José Sócrates: escolha no referendo é entre a modernidade e o conservadorismo

09.02.2007 - 08:08 Por Lusa, PUBLICO.PT
José Sócrates considera que a escolha no referendo de domingo sobre a despenalização do aborto é "entre a mudança e a modernidade", com o voto no "sim", e o conservadorismo, através do voto no "não".
"A escolha que se coloca aos portugueses é saber se Portugal se resigna a ficar no lote dos países mais conservadores, ou se abraça a modernidade, alterando a sua lei penal, e se junta aos países mais desenvolvidos", sustentou Sócrates na sua última intervenção pública na campanha para o referendo, ontem à noite.
José Sócrates comentou ainda as propostas de defensores do "não" a favor da suspensão dos julgamentos das mulheres que praticam o aborto, embora mantendo a criminalização do acto. "Têm aparecido nos últimos dias soluções criativas, mas são movimentos sem mudança. A única escolha de mudança é o voto no sim", advogou.
"Não são as sondagens que mudam o país"
O primeiro-ministro e secretário-geral do PS advertiu ainda os defensores do "sim" para os riscos inerentes ao facto de as sondagens serem favoráveis à sua intenção de voto. "Não são as sondagens que mudam o país. Só o voto dos portugueses pode mudar e, no próximo domingo, quem vai legislar é o povo e não os deputados. Este é o momento de o povo falar", declarou.
O secretário-geral do PS respondeu também a quem o tem criticado por ter apoiado o voto no "sim" ao longo da campanha para o referendo. "Seria possível conceber que o partido que propôs o referendo, que se bateu pela realização desta consulta, não tivesse agora posição?", interrogou-se. "Este é o momento para que os políticos assumam as suas convicções, se batam por elas, e não se escondam em calculismos", declarou.

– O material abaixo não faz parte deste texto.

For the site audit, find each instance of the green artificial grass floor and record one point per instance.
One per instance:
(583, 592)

Segundo José Sócrates, a proposta de despenalização do aborto "é equilibrada, moderada", não caindo "em experimentalismos ou aventureirismo". "Queremos combater o aborto clandestino" e "transferir das polícias e dos tribunais casos que são dos sistemas de saúde e de segurança social".
Sócrates defendeu ainda que os socialistas "fizeram uma campanha moderada, com elevação e superioridade, respeitando os pontos de vista contrários". "Queremos um novo consenso social baseado nas convicções e na responsabilidade de cada um, onde ninguém seja obrigado a sujeitar-se e a viver de acordo com convicções particulares de terceiros. As convicções de cada têm de ser equilibradas com a liberdade", disse.

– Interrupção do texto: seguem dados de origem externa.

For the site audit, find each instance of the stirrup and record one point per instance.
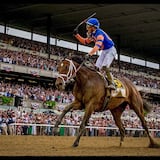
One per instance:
(111, 86)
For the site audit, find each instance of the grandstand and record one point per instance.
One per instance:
(29, 98)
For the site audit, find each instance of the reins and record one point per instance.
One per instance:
(71, 72)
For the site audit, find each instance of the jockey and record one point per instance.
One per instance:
(102, 42)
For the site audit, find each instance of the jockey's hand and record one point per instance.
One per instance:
(75, 31)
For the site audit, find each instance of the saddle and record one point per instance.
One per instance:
(120, 92)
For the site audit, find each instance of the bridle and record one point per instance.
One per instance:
(71, 74)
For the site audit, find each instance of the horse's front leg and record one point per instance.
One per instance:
(82, 128)
(59, 120)
(117, 112)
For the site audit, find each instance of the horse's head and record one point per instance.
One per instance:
(66, 70)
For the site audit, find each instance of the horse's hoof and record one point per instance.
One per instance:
(75, 145)
(154, 145)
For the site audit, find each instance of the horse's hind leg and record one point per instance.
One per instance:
(58, 122)
(82, 127)
(117, 112)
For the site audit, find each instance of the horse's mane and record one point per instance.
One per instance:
(79, 60)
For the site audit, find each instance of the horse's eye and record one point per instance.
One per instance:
(61, 64)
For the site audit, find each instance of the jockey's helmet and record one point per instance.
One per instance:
(93, 22)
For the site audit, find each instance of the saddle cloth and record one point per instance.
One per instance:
(120, 89)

Suspensão dos julgamentos é uma solução de "meias tintas"
No primeiro discurso da noite, a presidente do Departamento das Mulheres Socialistas, Maria Manuela Augusto, defendeu que só o voto no "sim" permitirá acabar com o aborto clandestino. A dirigente socialista classificou como "meias tintas" a solução a favor da suspensão dos julgamentos, que tem sido avançada por defensores do "não".

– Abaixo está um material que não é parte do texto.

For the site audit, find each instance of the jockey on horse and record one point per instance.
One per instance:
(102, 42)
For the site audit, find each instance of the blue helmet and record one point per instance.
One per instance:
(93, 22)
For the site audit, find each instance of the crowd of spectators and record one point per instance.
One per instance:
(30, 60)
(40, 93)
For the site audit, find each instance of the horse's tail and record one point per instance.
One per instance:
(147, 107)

Segundo a organização do PS, compareceram no jantar a favor do "sim", no Centro de Congressos de Lisboa, mais de mil pessoas.
Na mesa, para além de José Sócrates e do líder parlamentar do PS, Alberto Martins, estiveram sentados oito ministros: Alberto Costa, António Costa, Pedro Silva Pereira, Manuel Pinho, Jaime Silva, Correia de Campos, Maria de Lurdes Rodrigues e Nunes Correia.